Beberapa saat kemudian imam itu meninggal, dan orang-orang
yang sama yang telah hadir selama perbincangan dengan St.Lidwina itu,
menanyakan kepada orang kudus itu tentang keadaan dari imam itu disebelah sana.
St.Lidwina menjawab :”Imam yang meninggal itu dalam keadaan baik, karena
kehidupannya yang suci. Namun adalah lebih baik baginya jika dia memiliki
kepercayaan yang lebih besar lagi kepada Penderitaan Yesus Kristus, dan jika
saja dia bersikap lebih lunak mengenai Api Penyucian”.
Tidak adanya kepercayaan iman inilah yang disesalkan oleh
St.Lidwina.

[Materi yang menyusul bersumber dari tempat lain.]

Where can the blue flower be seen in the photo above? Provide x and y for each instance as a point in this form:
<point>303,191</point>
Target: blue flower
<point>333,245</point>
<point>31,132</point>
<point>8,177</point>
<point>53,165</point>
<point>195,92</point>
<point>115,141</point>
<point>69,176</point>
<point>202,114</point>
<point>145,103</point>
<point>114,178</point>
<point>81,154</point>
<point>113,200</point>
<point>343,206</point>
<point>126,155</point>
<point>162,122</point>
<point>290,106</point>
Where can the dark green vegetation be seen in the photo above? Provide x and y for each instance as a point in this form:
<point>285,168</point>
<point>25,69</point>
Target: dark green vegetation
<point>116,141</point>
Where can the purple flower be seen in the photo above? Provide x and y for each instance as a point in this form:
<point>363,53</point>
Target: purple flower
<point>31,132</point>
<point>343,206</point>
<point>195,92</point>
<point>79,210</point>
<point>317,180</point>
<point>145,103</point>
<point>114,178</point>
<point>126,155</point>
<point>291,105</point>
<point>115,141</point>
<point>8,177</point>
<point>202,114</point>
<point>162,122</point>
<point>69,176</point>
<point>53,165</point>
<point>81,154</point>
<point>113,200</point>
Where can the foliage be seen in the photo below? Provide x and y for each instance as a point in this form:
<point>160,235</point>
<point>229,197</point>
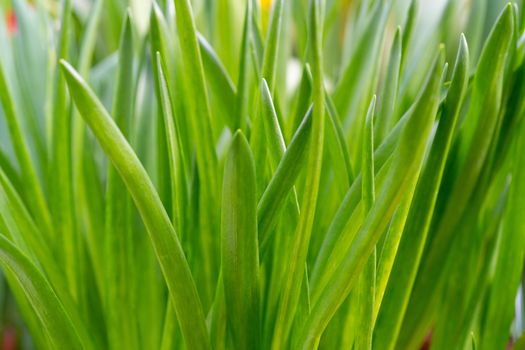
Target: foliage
<point>167,181</point>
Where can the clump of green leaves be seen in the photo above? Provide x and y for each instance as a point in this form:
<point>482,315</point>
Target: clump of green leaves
<point>166,182</point>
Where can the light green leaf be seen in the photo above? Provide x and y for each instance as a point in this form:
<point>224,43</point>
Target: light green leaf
<point>414,235</point>
<point>162,234</point>
<point>240,256</point>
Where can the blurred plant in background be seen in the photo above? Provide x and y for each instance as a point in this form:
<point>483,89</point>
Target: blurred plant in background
<point>247,174</point>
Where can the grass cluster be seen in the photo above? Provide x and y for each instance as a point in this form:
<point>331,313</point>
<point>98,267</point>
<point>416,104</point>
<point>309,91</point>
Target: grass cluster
<point>166,183</point>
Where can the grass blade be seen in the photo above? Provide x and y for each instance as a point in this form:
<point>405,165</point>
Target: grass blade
<point>401,178</point>
<point>240,256</point>
<point>53,318</point>
<point>413,238</point>
<point>366,284</point>
<point>295,271</point>
<point>162,234</point>
<point>118,237</point>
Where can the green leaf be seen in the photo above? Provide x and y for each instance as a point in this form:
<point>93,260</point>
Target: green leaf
<point>367,281</point>
<point>477,132</point>
<point>221,85</point>
<point>400,180</point>
<point>37,202</point>
<point>295,271</point>
<point>197,97</point>
<point>162,234</point>
<point>240,256</point>
<point>509,262</point>
<point>273,198</point>
<point>53,318</point>
<point>243,82</point>
<point>61,163</point>
<point>119,244</point>
<point>389,90</point>
<point>413,239</point>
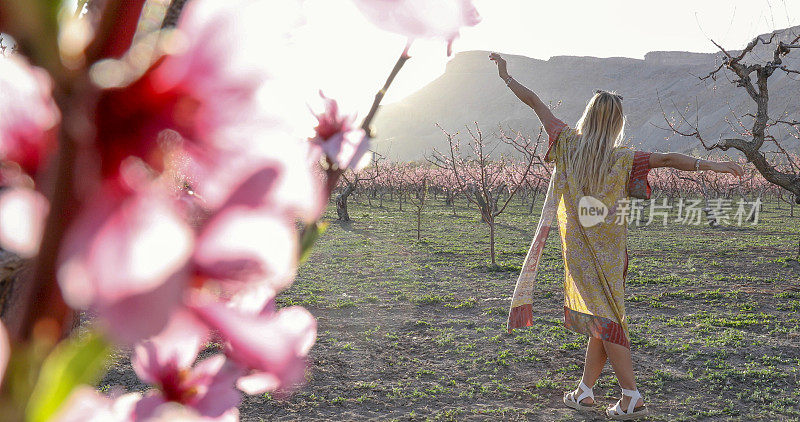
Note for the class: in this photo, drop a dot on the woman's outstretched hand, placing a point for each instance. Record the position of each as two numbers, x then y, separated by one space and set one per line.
727 167
501 64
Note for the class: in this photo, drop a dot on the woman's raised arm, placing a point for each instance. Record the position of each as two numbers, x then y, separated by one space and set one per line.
687 163
549 121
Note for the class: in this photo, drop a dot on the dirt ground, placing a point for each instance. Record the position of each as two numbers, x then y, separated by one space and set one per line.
415 330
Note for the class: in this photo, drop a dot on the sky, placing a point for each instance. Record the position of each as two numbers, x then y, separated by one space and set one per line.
355 57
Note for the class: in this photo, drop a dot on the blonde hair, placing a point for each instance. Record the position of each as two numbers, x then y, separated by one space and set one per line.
600 129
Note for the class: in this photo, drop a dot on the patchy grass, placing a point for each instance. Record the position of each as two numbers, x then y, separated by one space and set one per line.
415 330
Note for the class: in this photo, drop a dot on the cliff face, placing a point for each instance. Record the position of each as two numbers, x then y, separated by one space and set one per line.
470 90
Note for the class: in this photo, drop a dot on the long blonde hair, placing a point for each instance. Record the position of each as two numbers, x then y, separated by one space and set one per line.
601 128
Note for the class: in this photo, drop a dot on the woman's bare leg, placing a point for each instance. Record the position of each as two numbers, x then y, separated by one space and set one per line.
595 361
620 357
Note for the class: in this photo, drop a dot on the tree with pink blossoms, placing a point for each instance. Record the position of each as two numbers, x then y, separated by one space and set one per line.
488 184
156 179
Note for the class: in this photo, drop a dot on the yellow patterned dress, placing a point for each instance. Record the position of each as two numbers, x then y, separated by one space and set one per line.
594 250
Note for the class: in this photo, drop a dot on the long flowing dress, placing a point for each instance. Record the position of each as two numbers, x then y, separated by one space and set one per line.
595 256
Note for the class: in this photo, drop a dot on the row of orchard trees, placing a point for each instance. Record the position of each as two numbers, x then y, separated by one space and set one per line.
471 171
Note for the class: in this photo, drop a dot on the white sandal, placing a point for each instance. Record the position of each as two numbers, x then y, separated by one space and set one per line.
632 412
575 402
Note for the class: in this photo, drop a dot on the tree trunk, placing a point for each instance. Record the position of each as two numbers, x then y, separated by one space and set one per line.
173 12
11 267
491 241
419 222
341 202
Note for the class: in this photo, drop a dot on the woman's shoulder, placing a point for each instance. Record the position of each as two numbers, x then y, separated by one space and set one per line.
623 154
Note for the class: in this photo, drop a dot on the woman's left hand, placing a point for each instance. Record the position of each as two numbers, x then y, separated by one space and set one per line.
501 64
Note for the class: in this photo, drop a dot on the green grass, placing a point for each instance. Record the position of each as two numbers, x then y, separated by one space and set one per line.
415 330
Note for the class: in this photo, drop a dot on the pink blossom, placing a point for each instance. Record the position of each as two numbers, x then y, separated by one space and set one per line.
86 404
421 18
124 254
343 144
28 114
206 91
166 361
22 217
274 345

Menurut pendapat imam yang baik itu, bahwa hampir tidak mungkin dia
diselamatkan, dan bahwa kita akan memasuki Surga hanya sesudah menjalani
siksaan yang bertahun-tahun lamanya didalam Api Penyucian. Ide seperti ini
adalah menyesatkan, dan bertentangan dengan kepercayaan Kristiani. Juru Selamat
kita datang untuk membawa damai kepada orang yang berkehendak baik, dan
memberikan kepada kita, sebagai syarat keselamatan kita, sebuah kuk yang amat
manis dan beban yang ringan. Karena itu jagalah agar keinginan anda tetap baik,
maka anda akan menemukan damai, anda akan melihat semua kesulitan dan rasa
takut menghilang. Kehendak atau keinginan yang baik ! Itulah segalanya !

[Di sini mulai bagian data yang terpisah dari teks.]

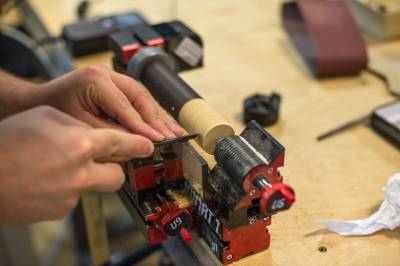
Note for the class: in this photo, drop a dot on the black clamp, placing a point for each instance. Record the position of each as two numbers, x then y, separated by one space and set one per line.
262 108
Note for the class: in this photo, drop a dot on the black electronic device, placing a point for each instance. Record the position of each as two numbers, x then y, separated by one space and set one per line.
386 121
91 35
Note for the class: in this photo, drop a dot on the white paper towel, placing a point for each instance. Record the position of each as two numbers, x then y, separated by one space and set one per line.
388 215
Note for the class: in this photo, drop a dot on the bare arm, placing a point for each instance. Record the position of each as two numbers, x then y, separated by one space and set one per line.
89 93
11 89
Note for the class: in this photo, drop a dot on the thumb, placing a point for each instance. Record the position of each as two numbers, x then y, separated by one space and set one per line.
111 145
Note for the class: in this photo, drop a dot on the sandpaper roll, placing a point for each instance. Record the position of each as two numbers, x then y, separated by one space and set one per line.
326 35
177 97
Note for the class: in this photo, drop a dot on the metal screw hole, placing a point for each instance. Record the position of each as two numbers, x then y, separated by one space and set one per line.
322 249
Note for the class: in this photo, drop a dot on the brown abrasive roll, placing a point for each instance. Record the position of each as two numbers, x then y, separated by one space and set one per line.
192 112
326 36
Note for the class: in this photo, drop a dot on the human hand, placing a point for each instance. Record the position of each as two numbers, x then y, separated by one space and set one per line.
89 93
48 159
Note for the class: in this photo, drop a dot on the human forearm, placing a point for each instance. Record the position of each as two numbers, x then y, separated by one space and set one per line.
12 90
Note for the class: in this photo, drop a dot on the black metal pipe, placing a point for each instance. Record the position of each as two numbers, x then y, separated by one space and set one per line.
167 87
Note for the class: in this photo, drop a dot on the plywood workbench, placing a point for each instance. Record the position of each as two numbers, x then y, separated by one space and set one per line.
246 51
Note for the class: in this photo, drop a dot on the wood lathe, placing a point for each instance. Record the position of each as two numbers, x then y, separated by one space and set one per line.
229 201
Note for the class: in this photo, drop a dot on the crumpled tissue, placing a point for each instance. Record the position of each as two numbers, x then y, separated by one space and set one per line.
387 216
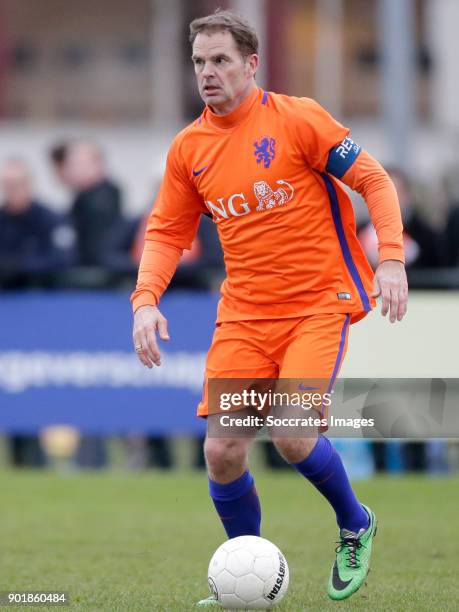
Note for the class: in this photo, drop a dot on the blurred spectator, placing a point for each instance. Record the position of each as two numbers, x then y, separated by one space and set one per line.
34 241
104 236
423 245
452 236
26 451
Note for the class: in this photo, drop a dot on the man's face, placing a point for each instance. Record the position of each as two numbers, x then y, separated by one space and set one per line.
224 76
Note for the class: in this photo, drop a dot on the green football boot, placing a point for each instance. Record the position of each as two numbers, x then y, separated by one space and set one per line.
352 560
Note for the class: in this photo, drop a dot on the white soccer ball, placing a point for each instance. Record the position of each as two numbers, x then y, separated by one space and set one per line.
248 573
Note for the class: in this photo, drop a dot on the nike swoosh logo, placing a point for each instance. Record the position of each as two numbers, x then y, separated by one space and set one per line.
200 171
339 584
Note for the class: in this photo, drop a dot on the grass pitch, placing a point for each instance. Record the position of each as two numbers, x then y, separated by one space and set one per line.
142 542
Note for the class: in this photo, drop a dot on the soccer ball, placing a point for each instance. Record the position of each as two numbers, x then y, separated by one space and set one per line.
248 573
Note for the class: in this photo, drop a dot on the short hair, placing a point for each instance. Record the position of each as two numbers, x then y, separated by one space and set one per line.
244 35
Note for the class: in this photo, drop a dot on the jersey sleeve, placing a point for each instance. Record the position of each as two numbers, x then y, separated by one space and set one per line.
368 177
176 212
318 134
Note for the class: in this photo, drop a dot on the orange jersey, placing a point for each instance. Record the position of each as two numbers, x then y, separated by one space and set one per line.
286 224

milikilah keinginan yang baik, tunduklah kepada Kehendak Allah, tempatkanlah
HukumNya yang suci diatas segalanya, layanilah Allah dengan segenap hatimu,
maka Dia akan memberimu pertolongan yang kuat agar kamu bisa memasuki Surga
dengan segala kemudahan yang amat mengagumkan. Aku tak pernah bisa percaya,
anda akan berkata seperti ini, bahwa begitu mudahnya untuk memasuki Surga itu !
Sekali lagi aku mengulangi, agar kerahiman Tuhan yang amat menakjubkan ini bisa
bekerja atas diri kita, Tuhan meminta kita untuk memiliki hati yang tegar,
berupa sikap, keinginan atau kehendak yang baik.
Keinginan yang baik terdiri atas sikap menyerahkan diri
dan menyesuaikan keinginan kita dengan keinginan Allah, yang merupakan aturan
pokok dari segala keinginan yang baik. Keinginan dan kemauan yang baik ini
mencapai kesempurnaannya yang tertinggi jika kita memeluk Kehendak Ilahi
sebagai kebaikan yang berkuasa, meskipun ia menuntut kurban-kurban yang
terbesar, penderitaan yang paling keras sekalipun. Oh, sebuah keadaan yang amat
terpuji ! Jiwa yang seperti itu nampak kehilangan sensasi akan rasa sakit, dan
hal ini terjadi karena jiwa itu digerakkan oleh semangat kasih ! Dan seperti
yang dikatakan oleh St. Augustine, jika kita mengasihi, maka kita tidak
menderita, atau jika kita menderita, kita akan mengasihi penderitaan itu. Aut si laboratur, labor ipse amatur.
Claude de la Colombiere Venerabilis, dari the Society of Jesus, memiliki hati yang
mengasihi ini, keinginan yang sempurna ini, dan didalam bukunya Retrait Spirituelle, dia menyatakan isi
pikirannya :”Kita tak boleh berhenti melakukan silih atas kesalahan-kesalahan
masa lalu dari kehidupan kita dengan melalui penebusan dosa. Namun hendaknya
hal itu dilakukan tanpa rasa cemas, karena hal yang terburuk yang bisa mengenai
kita, jika keinginan kita baik dan kita tunduk dan patuh, hal itu diberikan
untuk menggantikan masa tinggal kita yang lama didalam Api Penyucian, dan kita
bisa berkata dengan alasan yang benar bahwa ini adalah sebuah kejahatan yang
besar. Aku tidak takut akan Api Penyucian. Tentang neraka aku tidak mau
berbicara. Karena aku akan menyangkal kerahiman Allah jika aku memiliki rasa
takut, sedikitpun juga, akan neraka, meskipun aku lebih berhak mendapatkan
tempat itu dari pada semua iblis bersama-sama. Api Penyucian aku tidak takut.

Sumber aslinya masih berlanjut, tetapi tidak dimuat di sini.